Não seria difícil inferir a relação entre os integrantes da Associação serem todos brancos e aclamadas produções lideradas por profissionais pretos serem esquecidas das edições do Globo de Ouro. Então junta-se a reputação dos votantes em receber benefícios de concorrentes para ceder prêmios e foi a gota d´água para Hollywood iniciar a derrocada da premiação.
Netflix, Amazon e Warner Media decidiram que não vão mais manter relações com a HFPA até que a diversidade comece a fazer parte do grupo. Tom Cruise, um dos maiores astros de Hollywood devolveu suas três estatuetas do Globo de Ouro, enquanto Scarllet Johansson denunciou atitudes sexistas de membros da HFPA durante campanhas de divulgação dos filmes.
Diante da pressão, a rede televisão norte-americana NBC decidiu não exibir a premiação em 2022. A exigência é que a organização passe por uma transformação e torne seu quadro mais diverso.
Movimento parecido aconteceu com o movimento ‘Oscar So White’, em 2016 que apontou a falta de diversidade entre os votantes da Academia, pressionando para que houvesse mais mulheres e negros, o que se refletiu (ainda que de forma muito tímida) nas indicações em anos posteriores.
Em comunicado oficial a HFPA prometeu mudanças até agosto deste ano, desde quadros de executivos até o quadro de votantes.

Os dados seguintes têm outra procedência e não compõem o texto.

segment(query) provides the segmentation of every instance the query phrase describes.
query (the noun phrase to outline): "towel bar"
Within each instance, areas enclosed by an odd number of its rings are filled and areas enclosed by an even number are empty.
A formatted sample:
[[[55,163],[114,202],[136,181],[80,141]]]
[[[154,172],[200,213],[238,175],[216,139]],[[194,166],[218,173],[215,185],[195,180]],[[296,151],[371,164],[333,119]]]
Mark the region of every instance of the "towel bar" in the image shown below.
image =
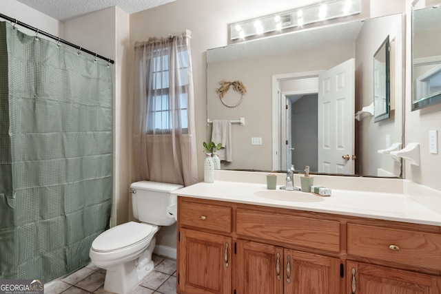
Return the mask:
[[[245,118],[240,118],[238,120],[232,120],[232,123],[239,124],[240,125],[245,125]],[[207,118],[207,124],[210,125],[213,123],[212,120],[210,120],[209,118]]]

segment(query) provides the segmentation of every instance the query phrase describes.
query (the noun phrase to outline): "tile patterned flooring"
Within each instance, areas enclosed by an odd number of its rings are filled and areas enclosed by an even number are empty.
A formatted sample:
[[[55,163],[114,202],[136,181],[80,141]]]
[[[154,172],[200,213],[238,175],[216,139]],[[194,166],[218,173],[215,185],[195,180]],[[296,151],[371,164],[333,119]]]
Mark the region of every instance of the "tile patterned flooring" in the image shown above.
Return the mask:
[[[176,294],[176,262],[153,255],[154,271],[130,294]],[[105,270],[92,264],[45,286],[45,294],[110,294],[104,291]]]

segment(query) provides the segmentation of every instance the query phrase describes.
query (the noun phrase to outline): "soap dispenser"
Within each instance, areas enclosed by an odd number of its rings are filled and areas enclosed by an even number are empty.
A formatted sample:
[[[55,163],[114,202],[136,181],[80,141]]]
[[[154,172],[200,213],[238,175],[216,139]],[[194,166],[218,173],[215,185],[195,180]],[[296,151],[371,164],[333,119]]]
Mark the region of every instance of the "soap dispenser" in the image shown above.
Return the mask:
[[[305,176],[300,176],[302,192],[311,192],[311,187],[314,183],[314,177],[309,176],[309,167],[305,167]]]

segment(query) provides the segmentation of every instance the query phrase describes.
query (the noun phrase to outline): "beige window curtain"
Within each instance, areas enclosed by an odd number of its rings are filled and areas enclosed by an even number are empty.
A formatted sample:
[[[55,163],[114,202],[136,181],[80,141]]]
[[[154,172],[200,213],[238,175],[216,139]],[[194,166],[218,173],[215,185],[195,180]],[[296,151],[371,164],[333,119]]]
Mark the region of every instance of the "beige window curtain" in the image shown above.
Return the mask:
[[[190,39],[135,43],[134,180],[198,182]]]

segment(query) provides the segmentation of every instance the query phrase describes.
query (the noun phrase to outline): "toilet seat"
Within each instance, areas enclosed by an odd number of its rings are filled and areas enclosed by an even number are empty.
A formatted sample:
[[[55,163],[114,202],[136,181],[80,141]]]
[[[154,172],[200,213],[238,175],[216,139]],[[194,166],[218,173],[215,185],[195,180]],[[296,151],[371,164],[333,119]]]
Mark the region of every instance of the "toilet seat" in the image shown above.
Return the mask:
[[[136,246],[150,238],[153,229],[151,224],[135,222],[119,224],[96,237],[92,243],[92,249],[95,252],[107,253]]]

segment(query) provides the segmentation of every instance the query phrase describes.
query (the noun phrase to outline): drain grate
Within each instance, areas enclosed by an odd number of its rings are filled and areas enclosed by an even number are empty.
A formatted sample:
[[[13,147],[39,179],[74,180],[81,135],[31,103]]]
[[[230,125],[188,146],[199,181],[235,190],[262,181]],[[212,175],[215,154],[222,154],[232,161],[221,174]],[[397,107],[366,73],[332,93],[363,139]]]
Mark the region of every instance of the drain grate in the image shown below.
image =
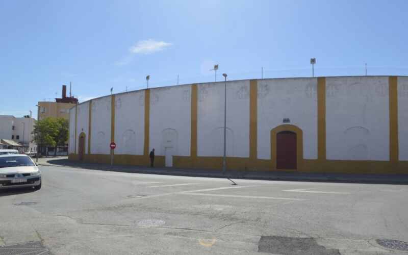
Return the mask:
[[[408,251],[408,243],[397,240],[377,239],[377,243],[381,246],[398,250]]]
[[[7,255],[46,255],[50,254],[48,249],[40,242],[30,242],[24,244],[0,247],[0,254]]]
[[[140,226],[159,226],[166,224],[166,221],[161,220],[156,220],[154,219],[149,219],[142,220],[137,223],[137,225]]]
[[[38,202],[21,202],[19,203],[15,203],[15,206],[32,206],[33,205],[37,205]]]

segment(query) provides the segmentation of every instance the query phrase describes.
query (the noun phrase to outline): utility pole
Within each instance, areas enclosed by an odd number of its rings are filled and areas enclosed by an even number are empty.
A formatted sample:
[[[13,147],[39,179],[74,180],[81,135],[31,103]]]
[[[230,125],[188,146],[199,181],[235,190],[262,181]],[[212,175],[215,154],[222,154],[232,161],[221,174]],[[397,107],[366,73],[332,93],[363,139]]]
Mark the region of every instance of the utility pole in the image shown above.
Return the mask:
[[[218,70],[218,65],[215,65],[214,69],[210,69],[210,71],[215,71],[215,82],[217,82],[217,70]]]
[[[312,65],[312,77],[315,76],[315,64],[316,64],[316,59],[314,58],[310,59],[310,64]]]

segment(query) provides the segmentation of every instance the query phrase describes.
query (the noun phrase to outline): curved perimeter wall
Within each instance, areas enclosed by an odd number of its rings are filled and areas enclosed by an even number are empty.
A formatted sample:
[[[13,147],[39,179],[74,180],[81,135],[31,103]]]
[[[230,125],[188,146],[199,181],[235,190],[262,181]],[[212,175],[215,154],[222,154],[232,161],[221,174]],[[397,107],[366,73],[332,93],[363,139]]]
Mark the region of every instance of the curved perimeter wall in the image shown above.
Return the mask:
[[[147,166],[154,148],[157,166],[221,169],[224,85],[145,89],[78,105],[70,110],[69,158],[108,163],[112,153],[114,164]],[[408,173],[408,77],[228,81],[226,110],[227,169]]]

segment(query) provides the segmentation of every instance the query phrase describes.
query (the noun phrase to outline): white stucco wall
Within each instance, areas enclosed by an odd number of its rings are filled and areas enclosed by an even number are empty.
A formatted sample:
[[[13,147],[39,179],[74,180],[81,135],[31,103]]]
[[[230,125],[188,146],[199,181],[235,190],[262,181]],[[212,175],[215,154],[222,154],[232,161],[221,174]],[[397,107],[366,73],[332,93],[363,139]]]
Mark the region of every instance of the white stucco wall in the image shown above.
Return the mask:
[[[145,91],[115,96],[115,154],[143,155]]]
[[[68,153],[75,153],[75,109],[69,110],[69,140],[68,140]]]
[[[389,160],[388,77],[326,79],[328,160]]]
[[[81,133],[84,132],[85,134],[85,154],[88,154],[88,136],[89,135],[89,132],[88,131],[89,118],[89,102],[85,102],[78,105],[77,107],[78,107],[78,111],[76,113],[76,137],[75,138],[76,139],[76,149],[75,151],[76,153],[78,153],[80,135],[81,135]],[[74,130],[74,132],[75,132]]]
[[[249,156],[249,81],[227,83],[226,155]],[[224,83],[198,85],[198,156],[223,155]]]
[[[398,78],[398,152],[399,160],[408,160],[408,77]]]
[[[149,151],[164,156],[172,147],[173,155],[190,156],[191,106],[191,85],[150,90]]]
[[[303,132],[303,158],[317,159],[317,79],[259,81],[258,91],[258,158],[270,159],[271,130],[289,124]]]
[[[111,153],[111,96],[92,100],[92,154]]]

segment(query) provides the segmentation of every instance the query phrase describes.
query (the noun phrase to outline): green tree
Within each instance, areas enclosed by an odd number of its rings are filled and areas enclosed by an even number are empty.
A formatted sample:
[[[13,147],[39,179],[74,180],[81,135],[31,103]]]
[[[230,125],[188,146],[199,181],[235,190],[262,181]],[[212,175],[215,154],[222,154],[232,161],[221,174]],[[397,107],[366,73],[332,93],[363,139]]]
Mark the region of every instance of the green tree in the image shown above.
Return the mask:
[[[34,123],[33,141],[37,144],[37,151],[46,146],[55,147],[55,137],[58,133],[58,124],[54,118],[45,118]]]
[[[57,123],[57,132],[54,137],[54,141],[55,141],[54,156],[57,156],[57,147],[58,146],[64,146],[68,142],[69,125],[68,120],[63,118],[58,118],[56,119],[56,122]]]

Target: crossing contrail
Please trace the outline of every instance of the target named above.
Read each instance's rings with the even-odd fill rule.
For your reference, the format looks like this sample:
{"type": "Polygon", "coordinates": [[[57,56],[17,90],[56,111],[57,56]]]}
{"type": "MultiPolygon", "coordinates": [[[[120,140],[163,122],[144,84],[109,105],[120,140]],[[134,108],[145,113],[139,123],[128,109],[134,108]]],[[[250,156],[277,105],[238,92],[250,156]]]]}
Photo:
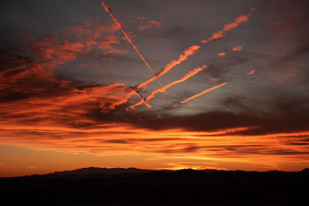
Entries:
{"type": "Polygon", "coordinates": [[[189,98],[188,98],[188,99],[187,99],[185,100],[184,100],[182,101],[182,102],[180,102],[180,103],[181,103],[182,104],[182,103],[184,103],[186,102],[188,102],[189,100],[191,100],[191,99],[194,99],[194,98],[196,98],[197,97],[199,97],[200,96],[201,96],[202,95],[203,95],[204,94],[206,94],[206,93],[207,93],[207,92],[209,92],[210,91],[211,91],[211,90],[214,90],[215,89],[217,89],[217,88],[219,88],[219,87],[220,87],[220,86],[222,86],[226,84],[227,83],[227,82],[225,82],[224,83],[223,83],[223,84],[220,84],[220,85],[217,85],[217,86],[213,86],[213,87],[211,87],[211,88],[210,88],[209,89],[207,89],[206,90],[204,90],[204,91],[202,91],[200,93],[199,93],[198,94],[197,94],[197,95],[193,95],[191,97],[190,97],[189,98]]]}
{"type": "MultiPolygon", "coordinates": [[[[163,68],[161,69],[161,70],[157,73],[156,76],[158,77],[159,77],[165,74],[171,69],[174,67],[176,65],[179,64],[182,61],[184,61],[188,58],[188,56],[193,54],[194,53],[200,48],[200,47],[198,45],[193,45],[191,47],[187,49],[184,51],[183,54],[180,54],[179,55],[179,57],[177,60],[173,60],[170,62],[166,65],[163,68]]],[[[143,86],[145,85],[149,84],[152,81],[154,80],[155,79],[154,77],[152,77],[148,80],[146,80],[142,82],[137,86],[134,87],[135,89],[138,89],[142,86],[143,86]]]]}
{"type": "MultiPolygon", "coordinates": [[[[207,65],[203,65],[201,67],[197,67],[197,68],[195,69],[192,71],[191,71],[188,72],[184,76],[182,77],[180,79],[177,80],[176,81],[174,81],[174,82],[171,82],[169,84],[167,84],[167,85],[165,85],[165,86],[164,86],[164,88],[166,89],[167,89],[167,88],[169,88],[169,87],[171,87],[171,86],[172,86],[176,84],[178,84],[178,83],[180,83],[180,82],[184,82],[184,81],[187,80],[190,77],[191,77],[193,75],[196,74],[198,72],[201,71],[205,68],[206,68],[206,67],[207,67],[208,66],[207,66],[207,65]]],[[[147,101],[149,100],[149,99],[151,99],[152,98],[153,98],[154,96],[154,95],[156,93],[157,93],[158,92],[163,92],[163,91],[164,90],[162,88],[160,88],[159,89],[158,89],[157,90],[154,91],[153,91],[150,94],[148,95],[148,96],[147,96],[146,97],[146,98],[143,99],[142,98],[142,99],[139,102],[138,102],[135,104],[130,106],[129,107],[130,109],[135,109],[135,107],[136,107],[139,105],[140,105],[141,104],[142,104],[143,102],[144,103],[145,103],[145,104],[146,104],[146,106],[148,107],[148,107],[148,105],[147,105],[148,104],[148,103],[147,103],[147,104],[146,104],[146,103],[145,103],[145,102],[147,102],[147,101]]],[[[150,108],[151,107],[150,106],[150,107],[149,108],[150,108]]]]}
{"type": "MultiPolygon", "coordinates": [[[[105,9],[105,11],[109,13],[109,15],[112,17],[112,18],[113,20],[114,21],[114,22],[118,26],[119,28],[121,29],[121,31],[122,32],[122,33],[123,33],[123,34],[125,35],[125,37],[127,40],[129,41],[129,42],[131,43],[131,44],[132,44],[132,46],[133,46],[133,48],[134,48],[134,49],[135,50],[136,52],[137,52],[138,53],[138,55],[139,55],[139,56],[141,57],[141,58],[142,58],[142,60],[144,61],[144,62],[145,62],[146,65],[148,67],[148,68],[149,68],[149,69],[150,69],[150,71],[151,71],[151,72],[152,72],[152,74],[153,74],[155,79],[157,80],[158,82],[159,82],[159,84],[160,84],[160,85],[161,86],[161,87],[162,87],[162,88],[163,88],[163,86],[162,86],[162,85],[161,84],[161,83],[160,82],[159,80],[158,79],[157,77],[156,76],[155,74],[154,74],[154,73],[152,70],[152,69],[151,69],[151,68],[150,67],[150,66],[149,66],[149,65],[148,64],[148,63],[147,63],[146,60],[145,60],[145,59],[143,57],[143,56],[142,56],[142,54],[135,46],[135,44],[134,44],[134,43],[133,42],[133,41],[131,39],[131,38],[130,37],[130,36],[129,36],[129,35],[125,32],[125,27],[124,27],[119,22],[119,21],[118,21],[118,20],[117,19],[116,17],[115,16],[115,15],[114,15],[113,13],[112,12],[112,10],[111,10],[110,8],[107,7],[107,6],[105,4],[105,3],[104,3],[104,2],[103,1],[101,1],[101,5],[102,5],[102,6],[104,7],[104,9],[105,9]]],[[[164,89],[164,88],[163,88],[163,89],[164,89]]],[[[165,92],[165,93],[166,93],[167,94],[168,94],[165,89],[164,90],[165,92]]]]}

“I May Destroy You”, de Michaela Coel, foi responsável, mesmo que indiretamente, a colocar uma pá de cal em uma premiação que já vinha perdendo prestígio ano após ano. Enquanto isso, a série e sua criadora ganham a chance de mostrar mais de seu talento em uma possível segunda temporada para rede de TV inglesa BBC.
Você pode assistir às duas séries aclamadas de Coel nas plataformas de streaming. ‘I May Destroy’ está na HBO e ‘Chewing Gum’ pode ser conferida na Netflix.